Down the Cape: no longer a road trip

We picked the beach photo above as the header for our blog because it depicts one of our favorite wide open spaces — Cape Cod Bay from a beach we can walk to in Brewster.  GHB and LHB have spent hours observing and catching hermit crabs in the tidal grasses, and when the tide is all the way out, we can walk for what feels like miles across the flats.

Before the 2000-mile Chicago roundtrip, driving down to the Cape was an annual road trip tradition.  All our previous road trips had been within the cozy distances of a New England vacation.  Cape Cod, Storyland (NH), Lake Champlain and Burlington (VT).  I think our longest haul had been to visit dear friends Betsy and Dave in Farmington, Maine — about 5 or 6 hours, depending on the usual factors of traffic and needing to stop for bathrooms or munchkins. We’ve also visited cousins in New Rochelle (NY), but I think that actually took under 5 hours.

So we’ve done numerous drives of 3 to 5 hours.  GHB and LHB are happy to enjoy the particular delights of traditional road trip food (easy access to Happy Meals) and other customary highway rituals (license plate game, loud Johnny Cash tunes, singing along with Janis to “Me and Bobby McGee”).

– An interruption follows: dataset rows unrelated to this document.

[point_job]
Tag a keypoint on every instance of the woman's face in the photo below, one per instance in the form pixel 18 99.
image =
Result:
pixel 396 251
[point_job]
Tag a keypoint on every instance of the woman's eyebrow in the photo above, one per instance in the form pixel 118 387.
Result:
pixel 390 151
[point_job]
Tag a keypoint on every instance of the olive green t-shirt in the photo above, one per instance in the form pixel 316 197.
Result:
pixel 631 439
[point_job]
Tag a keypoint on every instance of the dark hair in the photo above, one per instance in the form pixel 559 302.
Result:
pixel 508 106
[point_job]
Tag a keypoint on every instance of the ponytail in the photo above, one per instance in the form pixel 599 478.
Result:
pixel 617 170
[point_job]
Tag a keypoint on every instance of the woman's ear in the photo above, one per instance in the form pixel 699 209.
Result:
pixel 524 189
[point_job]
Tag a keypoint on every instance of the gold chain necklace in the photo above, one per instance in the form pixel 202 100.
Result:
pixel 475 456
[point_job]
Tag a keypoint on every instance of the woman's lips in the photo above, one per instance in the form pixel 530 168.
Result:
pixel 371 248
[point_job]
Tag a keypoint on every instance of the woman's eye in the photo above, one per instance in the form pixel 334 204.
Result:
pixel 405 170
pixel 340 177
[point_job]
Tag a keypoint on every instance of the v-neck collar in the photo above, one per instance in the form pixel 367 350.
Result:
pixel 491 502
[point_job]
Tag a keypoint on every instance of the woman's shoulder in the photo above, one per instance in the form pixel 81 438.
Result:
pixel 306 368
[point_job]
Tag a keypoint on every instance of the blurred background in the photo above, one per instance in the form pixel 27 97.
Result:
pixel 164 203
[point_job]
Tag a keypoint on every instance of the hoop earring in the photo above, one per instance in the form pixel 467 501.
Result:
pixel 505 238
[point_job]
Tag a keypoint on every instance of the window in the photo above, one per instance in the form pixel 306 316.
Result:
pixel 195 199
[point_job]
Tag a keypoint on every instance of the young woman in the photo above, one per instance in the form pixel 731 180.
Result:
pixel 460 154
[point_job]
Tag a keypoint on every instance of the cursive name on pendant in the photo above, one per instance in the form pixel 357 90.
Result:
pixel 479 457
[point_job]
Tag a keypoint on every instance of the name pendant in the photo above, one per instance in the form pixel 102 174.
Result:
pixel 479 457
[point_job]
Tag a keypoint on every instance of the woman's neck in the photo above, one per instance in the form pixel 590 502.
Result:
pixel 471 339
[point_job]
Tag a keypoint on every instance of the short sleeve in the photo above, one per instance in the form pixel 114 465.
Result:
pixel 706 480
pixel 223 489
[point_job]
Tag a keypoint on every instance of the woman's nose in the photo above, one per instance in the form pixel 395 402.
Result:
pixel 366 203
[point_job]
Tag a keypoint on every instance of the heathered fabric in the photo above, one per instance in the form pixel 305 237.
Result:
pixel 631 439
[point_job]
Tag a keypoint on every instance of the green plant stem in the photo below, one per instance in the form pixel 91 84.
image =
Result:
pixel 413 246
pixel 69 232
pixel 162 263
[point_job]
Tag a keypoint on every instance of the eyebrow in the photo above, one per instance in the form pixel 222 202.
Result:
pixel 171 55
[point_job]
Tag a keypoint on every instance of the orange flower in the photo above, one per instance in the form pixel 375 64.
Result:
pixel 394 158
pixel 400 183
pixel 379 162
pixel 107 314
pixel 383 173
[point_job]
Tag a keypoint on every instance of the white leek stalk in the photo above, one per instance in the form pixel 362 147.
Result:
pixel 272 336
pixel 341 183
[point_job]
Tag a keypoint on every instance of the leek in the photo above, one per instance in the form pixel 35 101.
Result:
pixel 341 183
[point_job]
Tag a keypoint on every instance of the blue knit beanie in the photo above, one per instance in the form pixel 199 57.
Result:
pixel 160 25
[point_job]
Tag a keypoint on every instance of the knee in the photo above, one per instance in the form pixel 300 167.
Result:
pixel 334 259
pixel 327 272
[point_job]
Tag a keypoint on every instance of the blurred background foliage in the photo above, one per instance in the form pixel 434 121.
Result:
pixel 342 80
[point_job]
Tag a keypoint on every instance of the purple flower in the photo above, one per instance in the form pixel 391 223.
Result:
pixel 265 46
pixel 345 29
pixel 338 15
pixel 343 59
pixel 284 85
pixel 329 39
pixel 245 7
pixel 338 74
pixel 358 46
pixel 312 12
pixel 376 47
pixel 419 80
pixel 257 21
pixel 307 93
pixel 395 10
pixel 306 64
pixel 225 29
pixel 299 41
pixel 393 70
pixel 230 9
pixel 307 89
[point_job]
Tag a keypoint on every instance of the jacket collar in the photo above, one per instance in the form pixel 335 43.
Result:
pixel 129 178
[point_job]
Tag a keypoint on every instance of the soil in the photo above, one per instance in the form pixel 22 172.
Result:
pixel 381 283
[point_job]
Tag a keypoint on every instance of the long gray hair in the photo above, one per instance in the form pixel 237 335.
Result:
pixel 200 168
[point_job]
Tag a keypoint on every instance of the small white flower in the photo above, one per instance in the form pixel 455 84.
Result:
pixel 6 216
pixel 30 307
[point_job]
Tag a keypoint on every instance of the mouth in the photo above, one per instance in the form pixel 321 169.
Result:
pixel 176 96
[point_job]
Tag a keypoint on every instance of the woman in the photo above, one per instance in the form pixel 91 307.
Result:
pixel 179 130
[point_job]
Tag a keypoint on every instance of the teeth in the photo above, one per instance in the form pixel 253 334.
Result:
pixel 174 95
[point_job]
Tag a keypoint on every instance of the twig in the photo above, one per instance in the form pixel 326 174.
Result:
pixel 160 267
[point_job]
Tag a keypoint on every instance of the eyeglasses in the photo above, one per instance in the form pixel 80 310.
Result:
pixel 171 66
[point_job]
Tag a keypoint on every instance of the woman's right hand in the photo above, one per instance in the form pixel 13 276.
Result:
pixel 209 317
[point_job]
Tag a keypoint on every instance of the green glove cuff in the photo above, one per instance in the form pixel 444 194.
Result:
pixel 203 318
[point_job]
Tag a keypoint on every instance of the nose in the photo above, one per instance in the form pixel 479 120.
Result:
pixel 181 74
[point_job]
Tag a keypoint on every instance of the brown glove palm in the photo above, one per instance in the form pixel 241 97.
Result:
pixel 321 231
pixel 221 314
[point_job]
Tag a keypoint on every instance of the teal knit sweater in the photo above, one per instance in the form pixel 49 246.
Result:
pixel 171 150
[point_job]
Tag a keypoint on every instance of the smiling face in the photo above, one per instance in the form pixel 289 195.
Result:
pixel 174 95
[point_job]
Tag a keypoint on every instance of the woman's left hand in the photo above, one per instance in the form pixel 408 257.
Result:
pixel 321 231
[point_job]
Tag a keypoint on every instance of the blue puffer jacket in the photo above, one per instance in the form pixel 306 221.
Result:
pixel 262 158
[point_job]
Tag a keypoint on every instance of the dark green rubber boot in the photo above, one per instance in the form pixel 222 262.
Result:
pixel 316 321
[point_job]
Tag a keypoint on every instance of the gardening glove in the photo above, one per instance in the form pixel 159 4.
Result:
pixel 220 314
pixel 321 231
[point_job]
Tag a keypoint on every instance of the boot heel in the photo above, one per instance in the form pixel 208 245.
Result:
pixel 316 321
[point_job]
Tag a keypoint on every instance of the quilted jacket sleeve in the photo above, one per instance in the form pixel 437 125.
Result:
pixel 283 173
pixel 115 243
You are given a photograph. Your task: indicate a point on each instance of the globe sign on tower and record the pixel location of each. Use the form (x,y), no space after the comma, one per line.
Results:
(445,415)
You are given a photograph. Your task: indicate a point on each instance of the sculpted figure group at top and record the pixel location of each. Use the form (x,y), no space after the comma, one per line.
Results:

Still, these drives don’t feel like road trips I remember from my own childhood.  Is that because they are actually shorter, or because when you’re doing the driving, the distances seem shorter?  Two weeks before the Chicago trip we were on the Cape for our annual stay in Brewster – the most relaxing week of the year.  Even though my week was interrupted by a work obligation, the days down there by the bay, taking an outdoor shower or sitting by a kettle pond, felt worlds away.  I guess we don’t always have to travel great distances to get that feeling.  We met up with a college friend and her adorable girls, who are close in age to GHB and LHB.  She said that New Englanders frequently vacation only an hour or two from home.  It makes sense — the region is geographically varied, densely populated, and offers beaches, islands, mountains, and lakes.  I would not give up a summer visit to Cape Cod for ANYTHING.  The distance is short and reminds me that a vacation is where and when we make it.  But in spite of the Cape traffic and stopping at the Plymouth rest area, in light of the Chicago drive, I doubt any of us will think of the 2-hour drive from Arlington to the Cranberry Highway as a road trip anymore.